Poker Pro MJ Bernstein's Blog
So it looks like not attending Foxwoods was a good idea. Most of the feedback I received so far was that the tournaments were pretty much a mess and not worth going to- Management was poor, structures were bad etc.etc. The most interesting thing though is that a lot of this info came from players that had successful trips. Therefor, the information is reliable as it could not clouded by any kind of negativity. On the other hand, I heard from other players that the quality of play was so poor that, despite all the negative stuff, there was still plenty of money to be made. This is an interesting take and warrants further discussion.
Personally, I have had success at Foxwoods over the last two years. While my tournament results weren't that great, I ripped through the single and multi-table satellites yielding pretty substantial numbers. However, I do remember taking exception to a few items like poor structures and a "no talking during a hand' rule which I found completely ridiculous. Honestly, a lot of poker decisions are made based on verbal cues. Why in the world would you take that away? If collusion was one reason, then that's crazy. Poker has been around for quite a while now and I don't see any other tournament directors taking that line. What, have you suddenly created a new moral earnestness from which everyone will follow, Foxwoods? Um, I don't think so.

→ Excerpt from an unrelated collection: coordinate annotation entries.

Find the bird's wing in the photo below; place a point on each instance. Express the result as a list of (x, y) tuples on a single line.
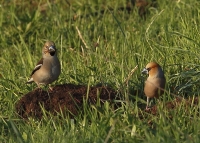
[(38, 66)]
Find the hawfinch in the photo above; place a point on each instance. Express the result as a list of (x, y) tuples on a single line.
[(48, 68), (155, 83)]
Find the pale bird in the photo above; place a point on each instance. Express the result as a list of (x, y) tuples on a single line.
[(48, 68), (155, 83)]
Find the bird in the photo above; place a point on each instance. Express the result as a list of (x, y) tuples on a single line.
[(48, 68), (155, 83)]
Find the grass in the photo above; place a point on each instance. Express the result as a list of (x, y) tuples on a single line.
[(112, 44)]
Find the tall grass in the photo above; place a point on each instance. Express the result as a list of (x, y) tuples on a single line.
[(112, 44)]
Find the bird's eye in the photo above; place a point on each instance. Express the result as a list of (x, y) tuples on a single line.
[(148, 69)]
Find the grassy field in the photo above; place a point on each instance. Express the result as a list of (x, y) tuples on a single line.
[(101, 42)]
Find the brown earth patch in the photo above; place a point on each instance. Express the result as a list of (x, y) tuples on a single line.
[(67, 98)]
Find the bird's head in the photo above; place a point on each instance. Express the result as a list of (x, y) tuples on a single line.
[(153, 69), (49, 48)]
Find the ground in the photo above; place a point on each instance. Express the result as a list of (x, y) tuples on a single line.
[(69, 98)]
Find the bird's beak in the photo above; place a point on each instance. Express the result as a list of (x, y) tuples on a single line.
[(52, 49), (145, 71)]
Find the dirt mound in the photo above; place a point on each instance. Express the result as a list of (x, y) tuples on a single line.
[(67, 98)]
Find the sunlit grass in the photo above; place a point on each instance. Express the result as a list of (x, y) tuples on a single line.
[(96, 47)]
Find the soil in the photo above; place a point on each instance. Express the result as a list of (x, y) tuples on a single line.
[(69, 99), (66, 98)]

And if you believe what you read, it's actually the opposite. I digress, though. The point, which I will get back to now, really comes in the form of a question. What, in a tournament, warrant's all of us making the trip to play? Is it the poor quality of play? Good structures? Good Management? Good setting? Well, I suppose in an ideal world having all of these things would be great. But that's just not always going to be the case.

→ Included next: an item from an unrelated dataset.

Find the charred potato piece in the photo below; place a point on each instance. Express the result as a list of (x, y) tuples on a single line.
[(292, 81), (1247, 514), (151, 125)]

While I think players speaking out with one voice against some of the crazy things that go on at tournaments will have some residual self benefit down the road, overall each casino will end up doing things as they see fit. There goal is to make as much money as possible by drawing the most players they can into their table games and slots by way of their tournaments. This is generally referred to as "spill over" revenue. Of course, I prefer to call it "bend over the player" revenue. Although many of their decisions to achieve this may seem counter intuitive (and in fact are), some casinos will continue, as they always have, to make poor decisions regarding their tournaments which subsequently result in low turn-outs. The exceptions that come to mind are Borgata, Bellagio, Venetian and Commerce. However, our decision to attend a tournament will and must always be a function of the quality of structures offered, compared to the quality of player attending, compared to the quality of our individual bank rolls. There are some other things that could factor in as well like mind-set (how well you are running or what's going on in your home life) and what other live and online options are available at the time. We all have to put our unique data in and hope that it generates a reasonable solution. If calculated correctly, it can definitely save a lot of time, money and energy. Mine told me to sit this one out and it looks like it was the right move after all.
Anyway, it's pretty early here (well, for me) and I just got up. I'm going to go eat some breakfast and watch TV. Later on, I'm meeting with my accountant to go over some tax stuff (yeah, that's fun) and then I think I'm going to Dave & Busters to hustle some air hockey and knock back a few. Also, for those of you interested, Vilma's status hasn't changed much in the last few days. I hope to get an update today and I will definitely share anything new.